I tried to avoid taking Luigi with me to the front… partly because I felt he was too young and too gentle to see what I was seeing… and partly because his youth drew attention to mine! I needed to be taken seriously… I needed to be able to get to the places where the best shots were found… even if some of them were rifle-shots!
I had a ding in the side of my helmet… most of the soldiers who commented on it assumed it had happened when it belonged to a previous owner! They were wrong… I was with the Panzer Grenadiers at the river crossing. It was extreme range… I had thought I was safe. The American sniper was lucky to hit my helmet… I was lucky that it was my helmet that he hit.

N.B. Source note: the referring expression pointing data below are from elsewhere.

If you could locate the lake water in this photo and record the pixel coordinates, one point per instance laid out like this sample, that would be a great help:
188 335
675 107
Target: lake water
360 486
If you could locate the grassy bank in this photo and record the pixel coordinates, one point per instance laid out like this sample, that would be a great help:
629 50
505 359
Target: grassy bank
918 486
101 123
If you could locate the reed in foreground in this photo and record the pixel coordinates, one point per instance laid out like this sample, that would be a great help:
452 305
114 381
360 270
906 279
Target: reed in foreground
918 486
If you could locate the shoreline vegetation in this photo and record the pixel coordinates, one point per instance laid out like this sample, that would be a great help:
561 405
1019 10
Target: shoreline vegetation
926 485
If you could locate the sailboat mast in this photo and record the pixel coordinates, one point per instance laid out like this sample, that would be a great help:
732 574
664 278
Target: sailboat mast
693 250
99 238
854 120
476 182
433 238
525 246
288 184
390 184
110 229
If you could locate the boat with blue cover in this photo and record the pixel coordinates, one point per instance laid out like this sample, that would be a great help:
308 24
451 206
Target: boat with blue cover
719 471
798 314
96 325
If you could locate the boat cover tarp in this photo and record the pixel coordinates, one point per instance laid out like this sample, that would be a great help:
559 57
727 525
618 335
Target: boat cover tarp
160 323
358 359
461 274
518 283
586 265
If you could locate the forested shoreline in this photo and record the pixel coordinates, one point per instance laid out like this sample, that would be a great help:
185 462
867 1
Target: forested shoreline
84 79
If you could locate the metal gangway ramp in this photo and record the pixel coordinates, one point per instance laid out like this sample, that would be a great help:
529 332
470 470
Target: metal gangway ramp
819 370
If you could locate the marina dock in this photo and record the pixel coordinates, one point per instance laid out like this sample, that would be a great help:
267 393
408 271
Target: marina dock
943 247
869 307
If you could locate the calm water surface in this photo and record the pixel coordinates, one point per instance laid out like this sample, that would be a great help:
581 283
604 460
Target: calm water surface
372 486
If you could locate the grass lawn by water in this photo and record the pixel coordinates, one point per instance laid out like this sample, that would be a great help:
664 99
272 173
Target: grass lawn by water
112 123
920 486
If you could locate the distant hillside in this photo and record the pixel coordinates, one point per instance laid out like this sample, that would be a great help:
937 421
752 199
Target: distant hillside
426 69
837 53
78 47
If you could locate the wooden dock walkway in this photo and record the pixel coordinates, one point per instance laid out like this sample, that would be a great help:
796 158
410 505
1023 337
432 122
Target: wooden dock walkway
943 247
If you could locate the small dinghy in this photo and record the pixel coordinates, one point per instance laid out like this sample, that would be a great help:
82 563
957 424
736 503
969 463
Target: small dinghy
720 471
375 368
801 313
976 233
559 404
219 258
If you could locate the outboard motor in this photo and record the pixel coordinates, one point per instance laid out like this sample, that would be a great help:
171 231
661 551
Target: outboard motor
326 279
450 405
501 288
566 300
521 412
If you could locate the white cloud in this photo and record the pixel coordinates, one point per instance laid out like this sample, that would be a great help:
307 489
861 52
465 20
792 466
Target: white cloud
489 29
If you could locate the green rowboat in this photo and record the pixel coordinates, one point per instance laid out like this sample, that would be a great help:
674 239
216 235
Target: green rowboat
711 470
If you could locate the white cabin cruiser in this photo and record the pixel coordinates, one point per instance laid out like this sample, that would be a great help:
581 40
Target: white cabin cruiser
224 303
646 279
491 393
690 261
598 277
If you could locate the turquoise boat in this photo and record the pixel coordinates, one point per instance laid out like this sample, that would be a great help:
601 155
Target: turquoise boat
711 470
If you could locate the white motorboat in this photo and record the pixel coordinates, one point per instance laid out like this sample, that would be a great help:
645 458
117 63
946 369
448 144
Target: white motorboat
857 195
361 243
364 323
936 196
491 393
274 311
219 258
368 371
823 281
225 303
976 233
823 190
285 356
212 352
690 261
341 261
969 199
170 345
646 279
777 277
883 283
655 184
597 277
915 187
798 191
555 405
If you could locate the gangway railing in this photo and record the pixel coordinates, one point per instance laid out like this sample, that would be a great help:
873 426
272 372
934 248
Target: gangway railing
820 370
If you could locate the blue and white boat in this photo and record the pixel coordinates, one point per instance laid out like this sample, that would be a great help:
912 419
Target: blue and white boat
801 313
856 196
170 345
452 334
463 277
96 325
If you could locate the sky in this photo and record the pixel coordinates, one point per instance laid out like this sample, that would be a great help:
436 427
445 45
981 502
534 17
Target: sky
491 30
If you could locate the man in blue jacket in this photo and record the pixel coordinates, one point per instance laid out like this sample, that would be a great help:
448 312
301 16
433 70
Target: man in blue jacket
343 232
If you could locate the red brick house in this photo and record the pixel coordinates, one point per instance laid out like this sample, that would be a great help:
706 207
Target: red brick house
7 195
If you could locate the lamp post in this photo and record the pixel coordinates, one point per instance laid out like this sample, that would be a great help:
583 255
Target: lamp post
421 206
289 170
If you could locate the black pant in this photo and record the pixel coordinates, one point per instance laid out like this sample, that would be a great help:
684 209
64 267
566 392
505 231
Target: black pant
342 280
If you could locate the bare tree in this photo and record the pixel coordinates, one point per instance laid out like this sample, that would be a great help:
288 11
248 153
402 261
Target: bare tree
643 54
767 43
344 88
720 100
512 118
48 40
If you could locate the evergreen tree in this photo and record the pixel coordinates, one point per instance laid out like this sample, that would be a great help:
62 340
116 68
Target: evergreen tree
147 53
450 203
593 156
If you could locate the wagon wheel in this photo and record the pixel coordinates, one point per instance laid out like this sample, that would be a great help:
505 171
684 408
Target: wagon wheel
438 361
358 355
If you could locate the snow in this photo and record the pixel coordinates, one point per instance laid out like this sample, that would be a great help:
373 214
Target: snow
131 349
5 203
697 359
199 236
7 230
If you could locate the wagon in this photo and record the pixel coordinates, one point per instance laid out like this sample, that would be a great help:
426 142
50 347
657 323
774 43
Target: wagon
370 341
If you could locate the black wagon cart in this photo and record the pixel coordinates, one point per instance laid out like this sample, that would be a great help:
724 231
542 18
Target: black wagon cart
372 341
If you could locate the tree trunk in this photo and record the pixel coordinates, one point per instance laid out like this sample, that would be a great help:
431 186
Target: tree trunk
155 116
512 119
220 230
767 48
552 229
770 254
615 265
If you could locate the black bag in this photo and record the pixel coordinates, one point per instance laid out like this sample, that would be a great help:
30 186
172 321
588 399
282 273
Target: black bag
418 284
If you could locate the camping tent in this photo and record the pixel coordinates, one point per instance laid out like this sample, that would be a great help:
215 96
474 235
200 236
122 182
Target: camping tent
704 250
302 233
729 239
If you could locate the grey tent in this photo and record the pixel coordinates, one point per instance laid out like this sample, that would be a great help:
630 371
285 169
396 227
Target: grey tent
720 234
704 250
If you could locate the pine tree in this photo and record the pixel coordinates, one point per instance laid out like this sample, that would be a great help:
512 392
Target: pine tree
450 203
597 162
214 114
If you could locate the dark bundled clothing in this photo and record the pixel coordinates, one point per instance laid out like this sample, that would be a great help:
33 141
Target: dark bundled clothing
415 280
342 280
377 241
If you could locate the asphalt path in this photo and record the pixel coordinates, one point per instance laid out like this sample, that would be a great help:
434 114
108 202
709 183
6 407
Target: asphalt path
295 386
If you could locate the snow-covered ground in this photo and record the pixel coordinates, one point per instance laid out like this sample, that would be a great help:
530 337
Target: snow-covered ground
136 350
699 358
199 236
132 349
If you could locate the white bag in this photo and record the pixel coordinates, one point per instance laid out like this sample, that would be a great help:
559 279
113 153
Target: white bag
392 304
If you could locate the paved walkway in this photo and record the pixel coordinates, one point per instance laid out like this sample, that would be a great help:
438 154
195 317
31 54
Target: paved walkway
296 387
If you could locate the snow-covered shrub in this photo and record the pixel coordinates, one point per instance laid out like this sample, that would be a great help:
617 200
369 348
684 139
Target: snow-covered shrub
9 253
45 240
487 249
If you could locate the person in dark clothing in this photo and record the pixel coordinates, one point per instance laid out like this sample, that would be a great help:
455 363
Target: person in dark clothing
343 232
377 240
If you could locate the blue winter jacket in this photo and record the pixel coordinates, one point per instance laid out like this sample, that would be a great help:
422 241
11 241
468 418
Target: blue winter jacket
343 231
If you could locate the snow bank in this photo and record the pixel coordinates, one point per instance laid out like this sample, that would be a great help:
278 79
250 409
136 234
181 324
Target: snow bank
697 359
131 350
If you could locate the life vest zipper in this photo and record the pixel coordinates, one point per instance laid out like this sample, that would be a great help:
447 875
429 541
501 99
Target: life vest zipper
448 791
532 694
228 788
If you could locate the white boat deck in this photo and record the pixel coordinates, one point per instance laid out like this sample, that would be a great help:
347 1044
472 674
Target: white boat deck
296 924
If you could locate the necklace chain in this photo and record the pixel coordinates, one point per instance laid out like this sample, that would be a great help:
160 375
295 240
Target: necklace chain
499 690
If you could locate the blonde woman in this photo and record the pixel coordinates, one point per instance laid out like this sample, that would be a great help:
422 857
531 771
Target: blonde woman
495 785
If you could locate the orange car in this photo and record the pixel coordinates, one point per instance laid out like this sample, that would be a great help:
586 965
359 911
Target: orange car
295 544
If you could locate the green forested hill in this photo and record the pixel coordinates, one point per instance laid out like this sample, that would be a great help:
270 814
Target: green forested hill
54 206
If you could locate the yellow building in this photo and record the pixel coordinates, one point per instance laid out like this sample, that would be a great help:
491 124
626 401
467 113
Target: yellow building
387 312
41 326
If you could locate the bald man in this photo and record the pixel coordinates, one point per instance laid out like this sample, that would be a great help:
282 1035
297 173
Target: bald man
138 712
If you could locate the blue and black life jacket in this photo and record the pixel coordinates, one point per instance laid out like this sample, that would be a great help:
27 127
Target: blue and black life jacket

Actually, to many units I had become something of a mascot… as long as I was with them they felt safe. Mostly I felt unsafe, but I didn’t say so… they looked after me well, and I liked soldiers… particularly elite forces.
The Americans were now fighting their way along the mountain ridge towards the monastery, to drop down into the Liri valley to outflank the Gustav line. The Germans had made the going tough for them. Their positions were well prepared. while the Americans couldn’t dig foxholes in the stony ground.
The battle for Monte Cassino ground on. My escorts to the battlefield warned me not to dive into any gorse-filled ravines if fighters came over… “They’re filled with mines, booby-traps and barbed wire… they’re death-traps!”
The other thing in the favour of the defenders was the weather. It was now wet and freezing cold. It’s easier to stay dry in a well prepared defensive position than it is while trying to attack from behind a rock.
By early February the American infantry had penetrated as far as a hilltop 400 yards away from the monastery mountain itself. In fact some soldiers reconnoitring up the hill actually climbed as far as the foot of the walls. From where we stood on the monastery balconies I could watch the Germans firing up at them… what a sight! All attempts to take the mountain top were defeated by the machine gun nests in prepared positions on the hill side below us.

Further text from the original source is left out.